Salesforce has launched an investigation into what it calls "unusual activity" involving applications published by Gainsight that potentially exposed sensitive customer information. The cloud software giant has taken the precautionary measure of temporarily suspending access to all affected tools while the security probe continues.
Access to Gainsight Applications Temporarily Suspended
In an official update posted on its status website, Salesforce revealed that certain Gainsight-developed applications, which customers install and manage independently, might have enabled unauthorized access to Salesforce data. The company has revoked all active access to these applications as a security measure, though it emphasized that there's no evidence suggesting the issue originated from vulnerabilities in its core platform.
Salesforce confirmed it is actively working to determine the full scope and impact of the security incident. Meanwhile, Gainsight has acknowledged cooperation with Salesforce in the ongoing investigation but has not provided additional details about the nature of the breach or the number of customers potentially affected.
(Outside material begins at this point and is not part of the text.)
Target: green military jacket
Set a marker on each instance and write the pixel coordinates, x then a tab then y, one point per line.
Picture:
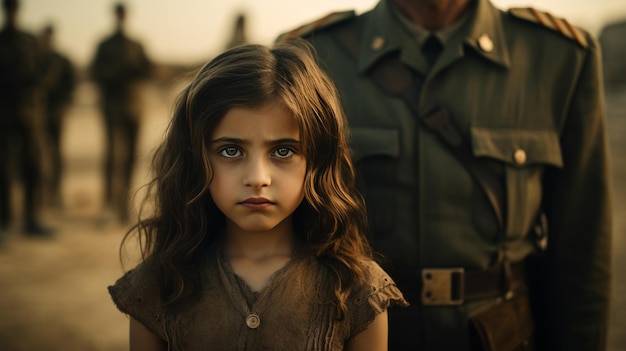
529	99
Growing Security Risks in Software Integrations
While the exact scale and specifics of the Salesforce-Gainsight incident remain unclear, cybersecurity experts note an alarming trend of attackers increasingly targeting integration points between major software-as-a-service platforms. These connective interfaces, designed to enable seamless data sharing between different systems, have become prime targets for cybercriminals when not properly secured.
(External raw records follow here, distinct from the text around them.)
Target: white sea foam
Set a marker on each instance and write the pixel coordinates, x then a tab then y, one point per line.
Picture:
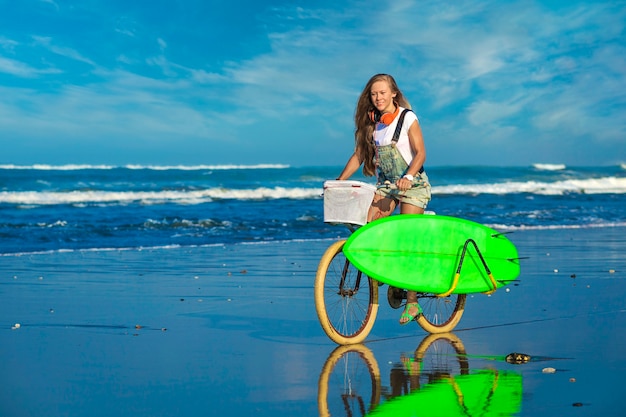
26	199
605	185
77	167
34	198
549	167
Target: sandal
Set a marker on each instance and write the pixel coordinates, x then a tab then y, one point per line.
408	316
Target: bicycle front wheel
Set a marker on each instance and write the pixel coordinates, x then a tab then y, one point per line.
346	300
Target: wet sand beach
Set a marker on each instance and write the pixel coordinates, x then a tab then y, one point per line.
232	330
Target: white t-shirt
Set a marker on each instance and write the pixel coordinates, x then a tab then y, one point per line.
384	133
Jaime Blasco, cofounder of Nudge Security, highlighted this emerging threat landscape. "This is the new attack surface," Blasco told Reuters, explaining that attackers often bypass heavily fortified core platforms by exploiting connected services that typically have elevated permissions. He further elaborated on LinkedIn that these integration points have become primary targets for sophisticated cyberattacks.
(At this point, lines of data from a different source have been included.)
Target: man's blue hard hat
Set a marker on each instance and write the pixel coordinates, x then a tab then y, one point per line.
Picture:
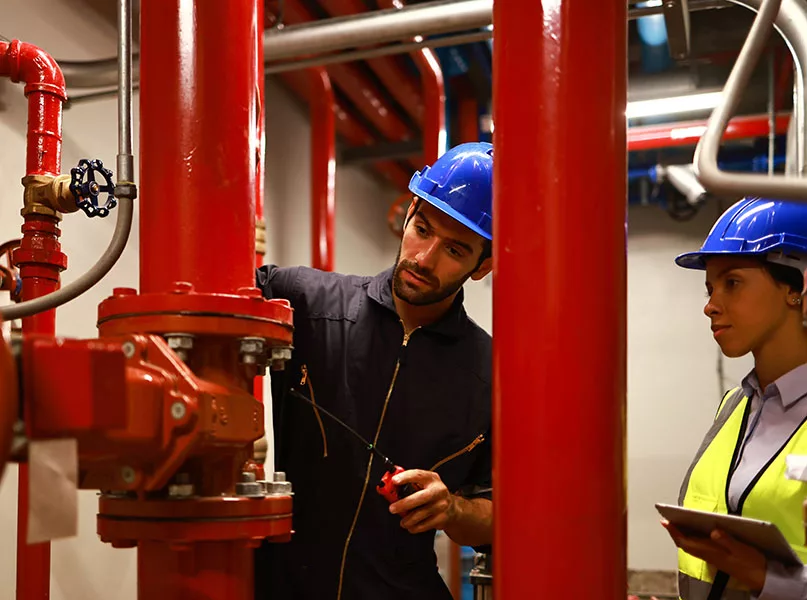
772	229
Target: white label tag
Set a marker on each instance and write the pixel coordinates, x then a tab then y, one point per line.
52	490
Recent Incidents Highlight Integration Vulnerabilities
The Salesforce-Gainsight investigation follows several high-profile security incidents that underscore the vulnerability of software integrations. Last month, Google disclosed that a security flaw in Oracle's E-Business Suite likely impacted more than 100 organizations. Earlier this year, Google also revealed that attackers successfully convinced employees at Salesforce customer organizations to install compromised versions of Salesforce's Data Loader tool, enabling unauthorized access to sensitive information.
In a separate incident last month, cybercriminals associated with ransomware attacks on UK retailers claimed responsibility for stealing nearly one billion records from Salesforce. The hacking group, operating under the name Scattered LAPSUS$ Hunters, told Reuters they accessed substantial personal data by targeting organizations using Salesforce products. Security researchers identify this group as UNC6040 and note their reliance on social engineering tactics to compromise victims.
The group appears to be a splinter faction of the broader LAPSUS$ gang and has claimed responsibility for breaches affecting major UK retailers including Marks & Spencer, the Co-op, and Jaguar Land Rover earlier this year. Google's Threat Intelligence Group continues to monitor this threat actor's activities.